Earlier this fall, at the Free State Foundation's book release event for New Directions in Communications Policy, Professor John W. Mayo of Georgetown University's McDonough School of Business pointed to the consistent mid-90s telephone subscriber rate and suggested we should declare victory on universal service and turn attention to broadband. Among the economic principles outlined Prof. Mayo's book chapter on USF reform in New Directions: "make subsidies explicit and transparent" and "target subsidies to those in need of subsidies." In particular, Prof. Mayo pointed to the low income programs of LifeLine and LinkUp as preferred explicit and targeted approaches toward universal broadband service.

Former FCC Commissioner and FSF Distinguished Adjunct Senior Fellow Deborah Taylor Tate was even more specific in advocating this approach in "FCC Must Make Broadband Access Universal", an FSF Perspectives piece from this summer:

[T]here are tools available to the FCC to increase broadband adoption which the FCC can utilize immediately, specifically the Lifeline and Linkup federal subsidy programs which provide discounts on initial home telephone installation fees as well as for monthly service charges. These discounts are available for qualified low-income subscribers who meet stringent income eligibility criteria. There are already strict audit controls in place.

The Lifeline/Linkup programs, which thus far have been somewhat underutilized, could be expanded to provide discounts for installation and monthly charges for today's broadband services just as they have for old-fashioned telephone services. In addition to helping the urban poor who can't afford broadband, this expansion would help low- income persons in remote areas.
Targeting subsidies in an explicit and focused manner to promote the universal broadband service objective would result in a much more economically efficient and cost-effective regime than the existing wasteful USF regime. And that's the point. Rather than superimpose the unsustainable USF regime designed for telephone onto broadband, the hoped-for universal service transition from telephone to broadband must take a different course. (FSF President Randolph May has detailed additional needed reforms in his prior Perspectives piece, "Put Universal Service Reform Near Top of FCC’s Agenda." And the NCTA petition's detailed analysis showing the extent of USF subsidies paid to carriers in areas where unsubsidized competition already exists represents a way forward.)
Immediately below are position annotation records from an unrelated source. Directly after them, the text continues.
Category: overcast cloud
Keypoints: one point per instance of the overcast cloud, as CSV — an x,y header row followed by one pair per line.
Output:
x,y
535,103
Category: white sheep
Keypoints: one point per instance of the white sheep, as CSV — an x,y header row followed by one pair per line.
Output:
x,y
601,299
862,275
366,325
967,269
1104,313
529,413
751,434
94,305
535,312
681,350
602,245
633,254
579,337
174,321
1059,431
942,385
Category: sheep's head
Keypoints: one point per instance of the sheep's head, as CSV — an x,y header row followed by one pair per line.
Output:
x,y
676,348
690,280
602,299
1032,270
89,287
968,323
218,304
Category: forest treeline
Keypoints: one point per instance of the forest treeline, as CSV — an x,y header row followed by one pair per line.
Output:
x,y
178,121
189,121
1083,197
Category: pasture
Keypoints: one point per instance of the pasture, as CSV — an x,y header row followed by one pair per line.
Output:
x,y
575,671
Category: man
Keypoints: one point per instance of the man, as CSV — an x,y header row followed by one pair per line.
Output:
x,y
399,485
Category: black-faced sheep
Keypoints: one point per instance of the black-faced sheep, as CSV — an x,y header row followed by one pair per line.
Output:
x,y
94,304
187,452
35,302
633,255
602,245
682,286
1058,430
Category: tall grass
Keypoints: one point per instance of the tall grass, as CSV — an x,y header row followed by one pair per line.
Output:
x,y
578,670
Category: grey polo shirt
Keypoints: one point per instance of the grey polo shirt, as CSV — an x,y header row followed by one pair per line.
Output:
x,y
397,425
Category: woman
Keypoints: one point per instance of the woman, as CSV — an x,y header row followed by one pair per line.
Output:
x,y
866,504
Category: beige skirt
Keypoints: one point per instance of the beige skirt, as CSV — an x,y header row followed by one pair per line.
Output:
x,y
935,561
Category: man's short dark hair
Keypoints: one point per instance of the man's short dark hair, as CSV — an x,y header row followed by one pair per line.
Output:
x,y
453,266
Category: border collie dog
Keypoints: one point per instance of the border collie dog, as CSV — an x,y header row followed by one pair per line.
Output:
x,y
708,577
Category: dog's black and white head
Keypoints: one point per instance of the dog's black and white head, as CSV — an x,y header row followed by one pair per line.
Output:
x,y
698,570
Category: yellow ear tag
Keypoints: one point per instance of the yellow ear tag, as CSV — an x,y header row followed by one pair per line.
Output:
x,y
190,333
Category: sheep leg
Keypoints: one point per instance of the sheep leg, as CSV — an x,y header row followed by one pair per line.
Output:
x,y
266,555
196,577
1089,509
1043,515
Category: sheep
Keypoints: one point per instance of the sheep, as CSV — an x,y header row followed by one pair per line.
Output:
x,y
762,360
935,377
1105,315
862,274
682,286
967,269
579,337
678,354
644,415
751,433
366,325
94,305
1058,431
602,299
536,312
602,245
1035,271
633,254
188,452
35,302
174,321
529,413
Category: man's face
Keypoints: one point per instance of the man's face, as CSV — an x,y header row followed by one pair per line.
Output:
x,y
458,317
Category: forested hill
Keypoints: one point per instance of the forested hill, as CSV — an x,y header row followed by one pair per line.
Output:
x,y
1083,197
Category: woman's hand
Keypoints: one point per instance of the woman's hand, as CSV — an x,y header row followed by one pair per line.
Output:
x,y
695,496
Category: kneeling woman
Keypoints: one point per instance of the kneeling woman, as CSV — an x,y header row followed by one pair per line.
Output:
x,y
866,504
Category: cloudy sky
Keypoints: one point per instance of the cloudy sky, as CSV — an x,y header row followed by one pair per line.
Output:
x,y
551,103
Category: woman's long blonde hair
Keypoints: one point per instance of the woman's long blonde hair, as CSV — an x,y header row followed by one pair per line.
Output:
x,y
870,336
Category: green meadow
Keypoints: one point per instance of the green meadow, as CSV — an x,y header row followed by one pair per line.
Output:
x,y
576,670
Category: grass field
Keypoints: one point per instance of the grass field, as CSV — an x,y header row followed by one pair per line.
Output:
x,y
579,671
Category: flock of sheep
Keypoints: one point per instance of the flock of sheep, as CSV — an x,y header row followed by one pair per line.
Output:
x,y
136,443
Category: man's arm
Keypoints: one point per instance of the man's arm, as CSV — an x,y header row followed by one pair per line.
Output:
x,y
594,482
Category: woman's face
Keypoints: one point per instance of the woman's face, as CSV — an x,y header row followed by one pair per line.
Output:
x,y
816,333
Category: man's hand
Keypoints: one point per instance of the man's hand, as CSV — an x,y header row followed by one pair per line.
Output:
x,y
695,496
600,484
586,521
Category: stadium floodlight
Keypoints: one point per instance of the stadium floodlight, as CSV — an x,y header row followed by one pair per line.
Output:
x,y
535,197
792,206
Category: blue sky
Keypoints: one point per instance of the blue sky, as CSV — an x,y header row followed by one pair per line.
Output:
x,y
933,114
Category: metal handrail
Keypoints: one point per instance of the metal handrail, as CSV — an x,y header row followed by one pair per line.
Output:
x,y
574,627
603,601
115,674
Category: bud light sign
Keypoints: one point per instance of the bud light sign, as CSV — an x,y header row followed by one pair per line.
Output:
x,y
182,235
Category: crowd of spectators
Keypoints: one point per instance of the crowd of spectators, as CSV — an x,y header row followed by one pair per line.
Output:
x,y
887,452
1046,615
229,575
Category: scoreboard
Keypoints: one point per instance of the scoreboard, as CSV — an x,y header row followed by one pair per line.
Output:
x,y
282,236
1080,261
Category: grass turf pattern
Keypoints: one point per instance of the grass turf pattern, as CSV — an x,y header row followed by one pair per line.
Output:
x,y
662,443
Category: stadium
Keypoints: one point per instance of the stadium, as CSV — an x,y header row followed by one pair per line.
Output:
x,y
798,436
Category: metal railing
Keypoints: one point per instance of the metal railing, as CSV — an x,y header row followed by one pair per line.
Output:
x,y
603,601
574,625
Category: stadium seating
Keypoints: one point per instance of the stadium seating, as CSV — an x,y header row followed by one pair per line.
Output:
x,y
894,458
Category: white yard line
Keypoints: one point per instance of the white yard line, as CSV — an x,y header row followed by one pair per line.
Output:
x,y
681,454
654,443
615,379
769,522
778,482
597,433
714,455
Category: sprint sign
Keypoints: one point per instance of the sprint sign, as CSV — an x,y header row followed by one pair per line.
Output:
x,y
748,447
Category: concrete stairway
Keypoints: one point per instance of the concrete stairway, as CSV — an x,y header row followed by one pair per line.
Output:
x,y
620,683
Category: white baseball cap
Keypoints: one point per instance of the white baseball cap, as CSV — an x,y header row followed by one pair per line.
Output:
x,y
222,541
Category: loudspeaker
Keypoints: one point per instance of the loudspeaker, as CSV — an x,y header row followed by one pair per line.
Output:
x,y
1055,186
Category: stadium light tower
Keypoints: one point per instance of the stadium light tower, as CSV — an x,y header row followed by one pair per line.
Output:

The FCC's recent FNPR on universal service support for non-rural carriers admittedly kicks the can down the road on comprehensive USF reform. But the two data points indicating an all-time highs in telephone subscribership and the USF tax speak to the need for meaningful reform, and soon. Perhaps the National Broadband Plan, coupled with the new data points, will be the breakpoint for reforming universal service.